No one has been able to use the ocean winds to power a cargo ship crossing the Atlantic with 7,000 cars in its hull, until now.
Soon, there will be a car-carrying vessel set to sail using wind as its primary source of power. Swedish consortium Wallenius Maritime recently presented its sailing cargo vessel the Oceanbird as a testament that the maritime industry can bring about significant change and that zero-emission shipping is possible, using wind as the primary energy source. Oceanbird is a concept for a PCTC (pure car and truck carrier) with a capacity to carry around 7,000 vehicles. According to the shipbuilder, it is high time to revert climate change and find ways to transport goods sustainably. The global shipping community needs to shift away from fossil fuel to renewable energy.
“We are proud to present the third iteration of our design, which we have worked with for several years. Shipping is a central function in global trade and stands for around 90% of all transported goods, but it also contributes to emissions. It is critical that shipping becomes sustainable.

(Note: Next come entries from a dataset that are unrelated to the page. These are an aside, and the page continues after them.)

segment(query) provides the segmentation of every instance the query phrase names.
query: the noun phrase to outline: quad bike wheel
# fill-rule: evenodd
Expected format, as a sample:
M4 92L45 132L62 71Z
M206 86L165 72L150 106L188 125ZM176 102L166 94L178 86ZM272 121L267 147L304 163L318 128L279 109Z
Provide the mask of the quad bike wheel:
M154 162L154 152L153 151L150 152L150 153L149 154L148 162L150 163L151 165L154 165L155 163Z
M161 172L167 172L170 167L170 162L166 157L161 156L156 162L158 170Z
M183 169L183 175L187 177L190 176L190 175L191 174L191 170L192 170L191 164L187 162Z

Our studies show that wind is the most interesting energy source for ocean transports and with the 80-meter-high wing sails on Oceanbird, we are developing the ocean-going freighters of the future,” said Per Tunell, COO of Wallenius Marine.
Derived from a technically challenging project, the Oceanbird stems from the idea where the rigging and hull work together as a single unit to harness the wind in the most efficient way possible. The hull has been designed for a large sailing cargo vessel, and everything has been developed from this; speed, steering technology, hull shape and appearance, and the design and construction of the rigging. It is a mix of aerodynamic and shipbuilding technology. Performance and safety were evaluated using a combination of computer simulations and physical experiments. Once the first ship is completed, it will be the world’s largest sailing vessel.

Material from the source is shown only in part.